佛像圖彙250
【250】那智飛瀧権現(なちひりゅうごんげん)
[通釈]
那智飛瀧権現 壒囊鈔(あいのうしょう)にいう「天照大神の補佐の臣である。この世の初めに降り来たまう所である。難陀龍王の化身である」と。
[注]
壒囊鈔 正しくは塵添壒囊抄(じんてんあいのうしょう)。鎌倉期に成立し中世において流布した辞書。
[解説]
那智飛瀧権現は、元々那智の滝を神格化したもの。現在でも本殿は無く、滝そのものを拝する。那智の滝は海上からでも容易に見る事が出来るため、海上交通の目印となった。熊野を開山した裸形上人が天竺より渡来したとの伝承は示唆的である。文覺の荒行は平家物語等に名高い。
[雑記] 「百年後の仏教」
【30】可睡齋主 秋野孝道(あきのこうどう 仏教学者、曹洞宗の僧侶。曹洞宗大学学長。總持寺貫首、曹洞宗管長。別号・大忍。黙照円通禅師)

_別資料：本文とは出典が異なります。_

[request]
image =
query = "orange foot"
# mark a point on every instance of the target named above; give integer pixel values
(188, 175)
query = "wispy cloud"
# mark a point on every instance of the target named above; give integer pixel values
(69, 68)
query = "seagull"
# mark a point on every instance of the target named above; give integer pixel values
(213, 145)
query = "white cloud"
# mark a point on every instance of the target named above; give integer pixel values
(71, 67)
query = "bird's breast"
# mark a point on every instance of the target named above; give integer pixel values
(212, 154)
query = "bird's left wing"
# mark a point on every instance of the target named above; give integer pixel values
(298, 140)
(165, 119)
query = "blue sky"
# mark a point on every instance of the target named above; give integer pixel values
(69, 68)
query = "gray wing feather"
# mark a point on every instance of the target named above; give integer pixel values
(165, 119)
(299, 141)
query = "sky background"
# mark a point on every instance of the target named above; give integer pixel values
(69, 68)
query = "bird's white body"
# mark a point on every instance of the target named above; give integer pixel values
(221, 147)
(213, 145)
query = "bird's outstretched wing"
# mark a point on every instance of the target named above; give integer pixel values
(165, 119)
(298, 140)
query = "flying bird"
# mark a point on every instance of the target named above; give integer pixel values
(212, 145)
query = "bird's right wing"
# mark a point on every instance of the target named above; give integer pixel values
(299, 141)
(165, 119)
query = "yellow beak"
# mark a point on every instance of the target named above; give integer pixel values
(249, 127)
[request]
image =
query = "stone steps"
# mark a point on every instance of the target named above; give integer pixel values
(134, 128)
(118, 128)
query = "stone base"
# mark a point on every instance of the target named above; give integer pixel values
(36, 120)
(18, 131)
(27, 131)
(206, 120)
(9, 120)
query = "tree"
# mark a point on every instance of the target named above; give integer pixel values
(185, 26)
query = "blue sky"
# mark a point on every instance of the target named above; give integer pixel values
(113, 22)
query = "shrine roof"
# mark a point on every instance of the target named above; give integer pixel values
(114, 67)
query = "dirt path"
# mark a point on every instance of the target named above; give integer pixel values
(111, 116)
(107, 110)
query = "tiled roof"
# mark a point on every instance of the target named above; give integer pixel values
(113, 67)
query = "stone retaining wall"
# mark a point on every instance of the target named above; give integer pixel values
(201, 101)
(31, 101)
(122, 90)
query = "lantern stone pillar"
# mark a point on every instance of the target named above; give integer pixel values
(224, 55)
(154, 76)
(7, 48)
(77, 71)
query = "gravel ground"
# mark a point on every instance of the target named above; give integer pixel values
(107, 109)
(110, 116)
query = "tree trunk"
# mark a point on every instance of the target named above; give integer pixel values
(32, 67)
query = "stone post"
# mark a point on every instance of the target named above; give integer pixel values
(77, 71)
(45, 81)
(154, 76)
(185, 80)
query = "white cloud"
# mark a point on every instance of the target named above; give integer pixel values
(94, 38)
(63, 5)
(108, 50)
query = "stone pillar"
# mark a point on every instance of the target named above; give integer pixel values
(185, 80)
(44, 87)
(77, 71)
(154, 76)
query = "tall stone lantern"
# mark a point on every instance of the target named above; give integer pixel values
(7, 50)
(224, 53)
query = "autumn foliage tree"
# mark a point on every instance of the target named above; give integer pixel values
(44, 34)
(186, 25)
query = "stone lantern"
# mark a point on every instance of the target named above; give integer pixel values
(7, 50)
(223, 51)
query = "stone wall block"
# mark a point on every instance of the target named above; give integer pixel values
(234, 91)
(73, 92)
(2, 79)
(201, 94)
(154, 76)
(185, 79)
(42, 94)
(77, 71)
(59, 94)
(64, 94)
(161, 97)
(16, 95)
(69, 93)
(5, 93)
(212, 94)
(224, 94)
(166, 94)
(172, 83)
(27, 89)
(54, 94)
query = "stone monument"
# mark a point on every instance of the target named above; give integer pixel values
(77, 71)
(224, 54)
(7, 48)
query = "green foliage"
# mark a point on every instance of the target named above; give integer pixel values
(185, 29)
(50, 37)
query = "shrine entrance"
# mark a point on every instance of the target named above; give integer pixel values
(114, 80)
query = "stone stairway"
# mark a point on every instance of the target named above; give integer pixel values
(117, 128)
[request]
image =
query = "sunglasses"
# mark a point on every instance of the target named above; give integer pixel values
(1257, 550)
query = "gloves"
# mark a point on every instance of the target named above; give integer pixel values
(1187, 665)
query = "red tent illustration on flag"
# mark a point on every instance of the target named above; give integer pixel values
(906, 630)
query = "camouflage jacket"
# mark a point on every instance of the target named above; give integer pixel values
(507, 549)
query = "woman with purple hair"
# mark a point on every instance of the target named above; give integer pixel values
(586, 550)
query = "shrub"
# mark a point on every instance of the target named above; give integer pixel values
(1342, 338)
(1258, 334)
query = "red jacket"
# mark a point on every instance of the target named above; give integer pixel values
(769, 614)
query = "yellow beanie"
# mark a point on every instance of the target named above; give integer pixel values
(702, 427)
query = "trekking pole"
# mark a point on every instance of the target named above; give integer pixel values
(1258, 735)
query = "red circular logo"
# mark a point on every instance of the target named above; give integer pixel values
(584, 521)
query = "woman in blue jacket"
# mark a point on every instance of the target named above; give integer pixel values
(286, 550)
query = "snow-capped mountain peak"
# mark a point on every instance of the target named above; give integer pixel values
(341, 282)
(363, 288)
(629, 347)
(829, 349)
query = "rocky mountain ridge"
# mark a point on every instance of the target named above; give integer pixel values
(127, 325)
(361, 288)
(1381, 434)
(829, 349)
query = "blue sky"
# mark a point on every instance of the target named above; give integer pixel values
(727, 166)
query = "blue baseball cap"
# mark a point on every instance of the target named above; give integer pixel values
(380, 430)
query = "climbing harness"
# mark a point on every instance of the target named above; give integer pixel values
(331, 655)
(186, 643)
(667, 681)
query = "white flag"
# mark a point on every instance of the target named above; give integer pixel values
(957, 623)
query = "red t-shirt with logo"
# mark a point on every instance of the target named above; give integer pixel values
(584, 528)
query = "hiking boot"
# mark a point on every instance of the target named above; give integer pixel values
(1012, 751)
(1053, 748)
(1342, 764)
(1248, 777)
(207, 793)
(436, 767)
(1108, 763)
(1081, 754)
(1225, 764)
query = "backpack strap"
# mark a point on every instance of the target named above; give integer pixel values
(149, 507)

「お尋ねに仍り強いて應(こた)へて見れば、百年後の佛敎は分化せる各宗各派の中より學徳兼備なる大偉人の出現ありて此れを統合し、世界思潮の歸趣を指示する緒に就き、佛陀の慈光照三千界の具體的表現を見ることかと思ふ。」
100年余り経った現在、各宗派を統合する「大偉人」の出現は見られません。秋野氏は希望的観測を述べたまでか、それとも確信していたのかは分かりませんが、仏陀の教えが仏教であるのだから、本当は一つの教団でまとまっているはず。しかし、偉大な聖人の教えは直接それを受けた弟子たちそれぞれが自分の捉え方で伝えたり広めるのが常。宗教に限らず、どの組織もこの動きは免れないようで、さまざまな分派が生まれ、互いに違いを際立たせ、中には先鋭化して対立するものもあるなどして、分派したものが再結成することはほとんどないといってもいいほどです。
仏教を永く伝えてゆくには大同小異の精神で、互いの宗派を尊重し合うことが大切ではないでしょうか。乱れた世界には大偉人が必要とは思うものの、逆にいたらいたでどんな社会になるか、ちょっと恐ろしい気もします。